Here’s what’s going on:
1. Your body releases toxins from fat cells, which increase oxidative stress (aka, flu symptoms).
Eating a diet high in whole foods will naturally help to reduce oxidative stress, but during the transition (especially if you go cold turkey), the release of toxins stored in fat cells can make you feel a bit like you’ve got the flu: fatigue, pain in your muscles or joints, brain fog, and nasty headaches.
2. Foods high in sugar and rubbish fats release ‘feel-good’ dopamine in your brain, so essentially, you’ll start going through withdrawals.
Yes, that’s right, like a smoker, or a drug addict, or an alcoholic, your body is going to go through serious withdrawal symptoms like mood swings, headaches, and even nausea. You just cancelled Christmas on your body, and it is not going to be happy.
Until, of course, it realises it feels MUCH better having more sustainable and nutrient-fueled energy sources to thrive on (in 3-7 days, for example).
3. Good foods feed different gut bacteria, resulting in some unpleasant airborne side effects.
Farts. I’m talking about farts. And bloating, and gas. The good news is that as you feed your good bacteria all those yummy good foods, the inflammation inside your body will reduce, which starts to move you further away from chronic illnesses, asthma and allergies. And yes, no more embarrassing farts.
How do we make the change a little easier?
Start slow, and take some care and time to prepare. That includes recognising that discomfort is normal during the transition, and staying strong.
Here’s some simple tips to help you out:
- Drink lots of water to help with digestion and to flush out your organs during the detoxification process. 1.5 to 2 litres a day is average.
- You can change your diet slowly; add in a salad for lunch for a few days, then eliminate soft drinks and muffins over the next week, then replace chocolate milk with a smoothie, and so on. It’s ok if it takes 2 to 3 weeks to transition out of bad habits and into healthy eating. It’ll make the change less extreme for your body.
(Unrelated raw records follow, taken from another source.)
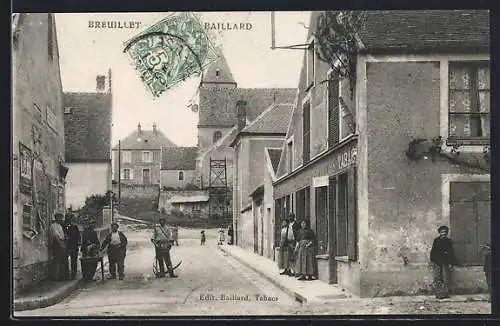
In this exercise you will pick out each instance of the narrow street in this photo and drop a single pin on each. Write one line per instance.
(204, 272)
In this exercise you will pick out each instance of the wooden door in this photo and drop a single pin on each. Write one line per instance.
(332, 229)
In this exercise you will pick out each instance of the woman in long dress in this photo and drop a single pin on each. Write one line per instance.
(284, 253)
(221, 236)
(305, 265)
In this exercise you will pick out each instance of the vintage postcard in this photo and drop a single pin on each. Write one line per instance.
(251, 163)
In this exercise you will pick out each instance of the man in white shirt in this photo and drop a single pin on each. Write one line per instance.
(117, 250)
(291, 241)
(58, 248)
(162, 239)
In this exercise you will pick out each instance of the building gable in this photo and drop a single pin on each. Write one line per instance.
(87, 126)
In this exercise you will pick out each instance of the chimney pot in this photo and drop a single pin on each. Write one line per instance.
(100, 83)
(241, 108)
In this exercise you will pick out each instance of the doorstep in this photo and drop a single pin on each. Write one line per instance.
(302, 291)
(52, 293)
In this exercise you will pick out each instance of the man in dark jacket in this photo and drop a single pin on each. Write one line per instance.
(162, 239)
(291, 237)
(443, 257)
(73, 241)
(116, 242)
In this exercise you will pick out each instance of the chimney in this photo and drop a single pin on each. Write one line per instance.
(241, 109)
(101, 83)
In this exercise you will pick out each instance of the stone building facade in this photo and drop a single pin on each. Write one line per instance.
(360, 162)
(38, 153)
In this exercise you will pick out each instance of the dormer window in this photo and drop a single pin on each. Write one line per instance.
(217, 135)
(310, 61)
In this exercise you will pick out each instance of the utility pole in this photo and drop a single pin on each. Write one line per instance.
(119, 173)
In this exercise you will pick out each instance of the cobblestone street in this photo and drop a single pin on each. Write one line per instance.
(204, 275)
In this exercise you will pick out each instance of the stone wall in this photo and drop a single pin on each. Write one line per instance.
(37, 111)
(166, 195)
(137, 191)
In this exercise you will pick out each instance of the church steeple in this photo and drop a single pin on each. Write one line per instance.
(218, 74)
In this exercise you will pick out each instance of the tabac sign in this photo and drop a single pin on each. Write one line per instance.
(345, 157)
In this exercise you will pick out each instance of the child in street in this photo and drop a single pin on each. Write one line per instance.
(203, 238)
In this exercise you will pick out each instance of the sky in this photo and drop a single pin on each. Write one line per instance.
(87, 52)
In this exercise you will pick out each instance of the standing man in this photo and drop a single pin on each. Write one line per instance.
(162, 240)
(175, 235)
(291, 236)
(230, 234)
(73, 238)
(443, 257)
(58, 248)
(116, 242)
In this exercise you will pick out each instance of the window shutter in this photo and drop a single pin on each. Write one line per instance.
(352, 236)
(306, 140)
(332, 215)
(333, 111)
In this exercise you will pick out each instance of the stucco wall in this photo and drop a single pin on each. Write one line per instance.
(268, 204)
(257, 163)
(137, 191)
(166, 195)
(84, 180)
(37, 89)
(136, 164)
(405, 197)
(246, 236)
(170, 178)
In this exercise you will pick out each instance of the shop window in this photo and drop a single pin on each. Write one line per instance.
(321, 201)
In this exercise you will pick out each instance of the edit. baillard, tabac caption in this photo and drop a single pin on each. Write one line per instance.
(238, 297)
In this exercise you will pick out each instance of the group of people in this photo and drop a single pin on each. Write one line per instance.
(163, 240)
(221, 236)
(297, 249)
(66, 241)
(298, 252)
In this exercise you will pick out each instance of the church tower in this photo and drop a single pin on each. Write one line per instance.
(218, 74)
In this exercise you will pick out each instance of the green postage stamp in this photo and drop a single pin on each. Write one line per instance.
(171, 51)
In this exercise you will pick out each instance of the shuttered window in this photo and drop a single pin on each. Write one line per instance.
(333, 110)
(469, 100)
(470, 220)
(306, 122)
(332, 213)
(278, 218)
(346, 222)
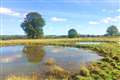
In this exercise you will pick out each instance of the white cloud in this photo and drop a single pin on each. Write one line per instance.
(118, 10)
(7, 11)
(93, 22)
(56, 19)
(106, 20)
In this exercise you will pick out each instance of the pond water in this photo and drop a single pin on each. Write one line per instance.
(28, 59)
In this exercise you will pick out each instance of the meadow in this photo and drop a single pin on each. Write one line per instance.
(107, 68)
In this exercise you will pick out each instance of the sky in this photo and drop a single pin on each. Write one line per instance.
(86, 16)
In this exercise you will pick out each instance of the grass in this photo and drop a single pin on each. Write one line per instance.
(55, 41)
(106, 69)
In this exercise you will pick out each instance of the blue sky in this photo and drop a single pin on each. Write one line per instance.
(86, 16)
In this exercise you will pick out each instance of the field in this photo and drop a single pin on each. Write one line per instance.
(57, 41)
(106, 69)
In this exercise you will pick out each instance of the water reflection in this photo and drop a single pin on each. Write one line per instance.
(34, 54)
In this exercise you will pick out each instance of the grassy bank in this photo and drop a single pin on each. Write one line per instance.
(106, 69)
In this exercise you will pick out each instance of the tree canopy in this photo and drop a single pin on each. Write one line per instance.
(72, 33)
(112, 31)
(33, 25)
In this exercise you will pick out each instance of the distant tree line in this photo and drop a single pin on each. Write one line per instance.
(33, 27)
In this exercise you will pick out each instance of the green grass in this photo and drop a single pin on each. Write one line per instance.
(56, 41)
(106, 69)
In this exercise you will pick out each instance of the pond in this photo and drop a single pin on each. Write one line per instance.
(28, 59)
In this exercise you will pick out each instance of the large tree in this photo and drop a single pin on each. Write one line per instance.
(112, 30)
(72, 33)
(33, 25)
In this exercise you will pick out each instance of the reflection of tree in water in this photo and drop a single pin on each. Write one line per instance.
(34, 54)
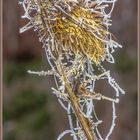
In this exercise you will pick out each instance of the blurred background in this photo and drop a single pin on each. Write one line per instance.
(30, 110)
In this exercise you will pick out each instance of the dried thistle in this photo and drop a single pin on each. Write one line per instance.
(76, 39)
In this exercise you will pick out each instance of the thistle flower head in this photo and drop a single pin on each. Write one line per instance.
(73, 26)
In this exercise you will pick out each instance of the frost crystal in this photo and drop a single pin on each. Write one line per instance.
(76, 41)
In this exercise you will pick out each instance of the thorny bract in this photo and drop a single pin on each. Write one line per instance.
(76, 40)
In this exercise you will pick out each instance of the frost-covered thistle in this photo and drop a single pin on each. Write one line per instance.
(76, 40)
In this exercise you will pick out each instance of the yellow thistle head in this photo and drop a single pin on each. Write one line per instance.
(74, 27)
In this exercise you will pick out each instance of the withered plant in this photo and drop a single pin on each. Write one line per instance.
(76, 39)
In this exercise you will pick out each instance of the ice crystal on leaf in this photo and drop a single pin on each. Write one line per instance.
(76, 39)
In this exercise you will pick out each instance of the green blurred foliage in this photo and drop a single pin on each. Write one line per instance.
(12, 71)
(24, 102)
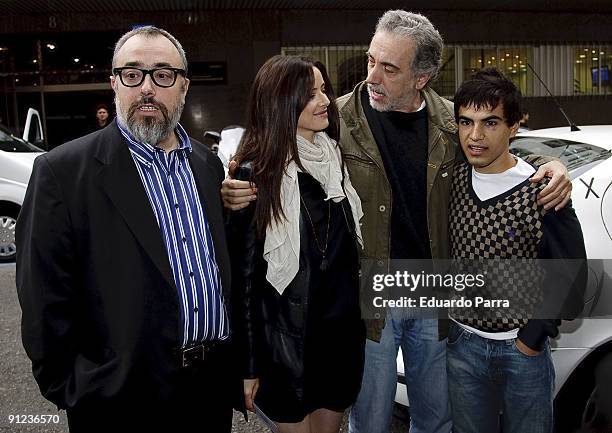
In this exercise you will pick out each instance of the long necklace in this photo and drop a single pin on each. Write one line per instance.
(323, 251)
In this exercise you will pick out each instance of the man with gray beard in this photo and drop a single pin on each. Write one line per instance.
(122, 269)
(399, 141)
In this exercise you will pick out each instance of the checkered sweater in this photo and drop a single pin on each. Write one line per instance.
(509, 231)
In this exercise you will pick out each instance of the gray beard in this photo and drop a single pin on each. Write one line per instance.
(149, 130)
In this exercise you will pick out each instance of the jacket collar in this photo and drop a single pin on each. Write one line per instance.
(120, 181)
(438, 113)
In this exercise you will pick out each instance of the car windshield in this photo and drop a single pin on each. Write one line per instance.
(10, 143)
(573, 154)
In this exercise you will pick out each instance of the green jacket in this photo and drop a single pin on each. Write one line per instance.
(367, 173)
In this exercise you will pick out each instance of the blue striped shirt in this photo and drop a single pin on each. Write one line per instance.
(174, 198)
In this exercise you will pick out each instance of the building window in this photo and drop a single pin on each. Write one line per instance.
(511, 60)
(592, 66)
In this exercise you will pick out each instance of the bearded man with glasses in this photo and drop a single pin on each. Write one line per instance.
(122, 270)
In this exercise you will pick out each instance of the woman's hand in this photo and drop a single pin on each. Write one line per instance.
(558, 191)
(237, 194)
(250, 390)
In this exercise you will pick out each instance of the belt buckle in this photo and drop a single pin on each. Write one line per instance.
(190, 354)
(198, 352)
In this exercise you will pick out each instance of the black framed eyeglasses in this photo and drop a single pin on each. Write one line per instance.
(162, 77)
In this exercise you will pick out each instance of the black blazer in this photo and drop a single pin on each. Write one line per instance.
(101, 315)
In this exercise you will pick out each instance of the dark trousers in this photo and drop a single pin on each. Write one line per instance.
(201, 399)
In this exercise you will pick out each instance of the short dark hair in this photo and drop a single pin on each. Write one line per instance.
(488, 88)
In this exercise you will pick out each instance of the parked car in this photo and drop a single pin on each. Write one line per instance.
(582, 343)
(16, 160)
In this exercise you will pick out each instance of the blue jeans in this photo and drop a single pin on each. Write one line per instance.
(488, 376)
(425, 370)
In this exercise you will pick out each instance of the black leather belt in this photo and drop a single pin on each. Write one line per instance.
(200, 352)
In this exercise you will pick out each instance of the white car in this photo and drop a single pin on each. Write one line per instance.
(582, 342)
(16, 160)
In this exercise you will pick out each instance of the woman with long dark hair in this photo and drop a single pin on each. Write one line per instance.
(295, 253)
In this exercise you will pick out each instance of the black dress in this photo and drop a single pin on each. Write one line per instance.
(334, 334)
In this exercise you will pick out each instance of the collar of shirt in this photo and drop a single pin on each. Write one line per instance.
(145, 152)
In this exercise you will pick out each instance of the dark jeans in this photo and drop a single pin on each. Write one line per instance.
(486, 376)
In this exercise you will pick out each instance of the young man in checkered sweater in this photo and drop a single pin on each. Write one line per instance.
(499, 359)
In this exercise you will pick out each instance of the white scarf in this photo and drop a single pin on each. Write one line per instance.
(321, 160)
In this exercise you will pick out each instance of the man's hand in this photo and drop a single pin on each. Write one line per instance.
(237, 194)
(559, 190)
(250, 390)
(526, 350)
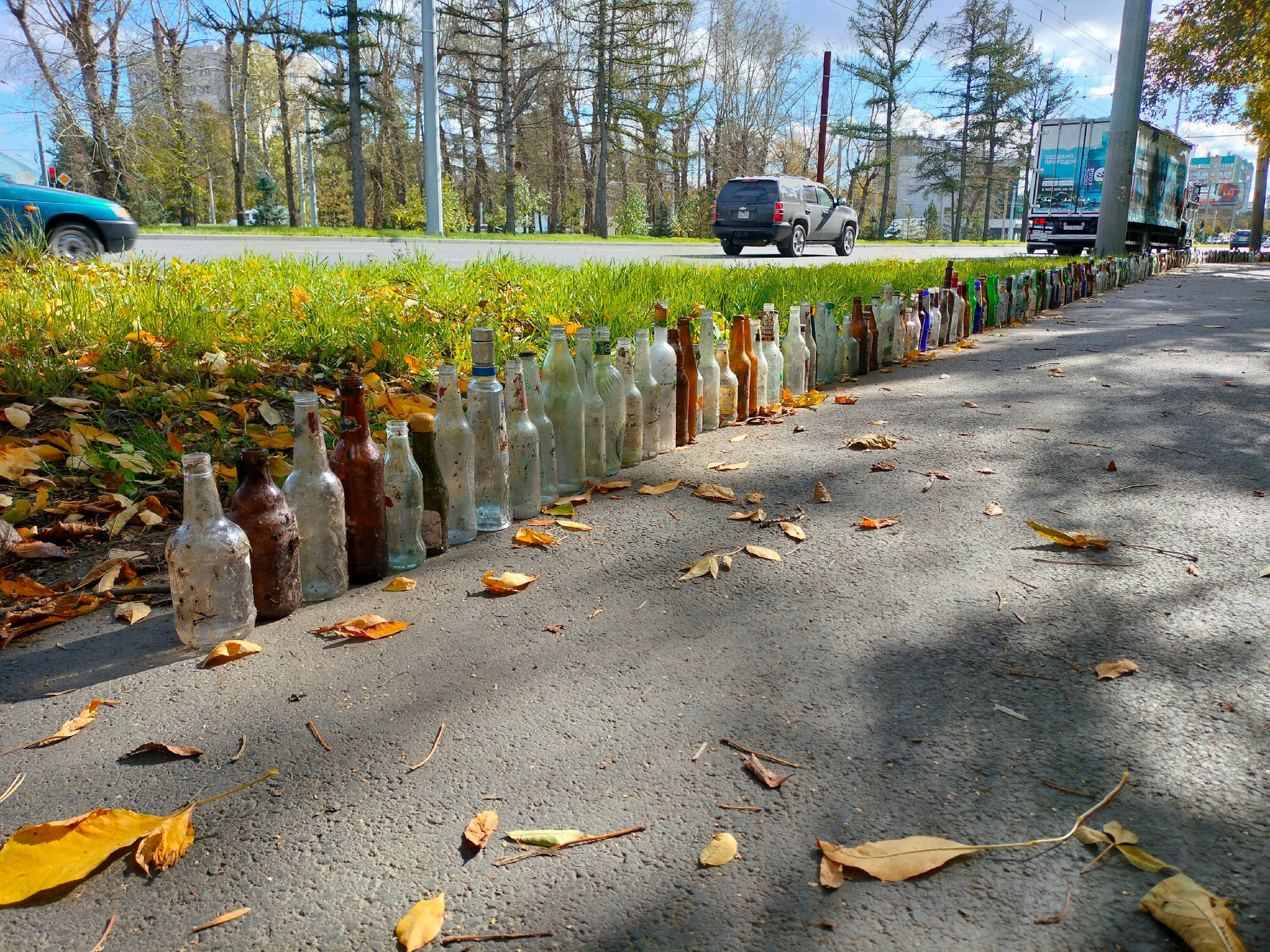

- Blended foods like green smoothies are easier for your body to handle.
- Eat fats and protein for breakfast. These foods help your cells to send out the right signals and help with long-lasting energy.
- Don’t eat less; eat the same amount you always have, just eat lots of wholefoods, good fats and protein. Starving yourself or skipping meals will only add to your woes.
- Don’t give up! I have literally heard people say, “My body doesn’t agree with greens.” Um no, it’s highly unlikely that you have an intolerance to vegetables, the source of life!
Treat your body with the respect it has earned and give it some time to get reacquainted with an old friend: nutrients. It’ll love you for it… eventually!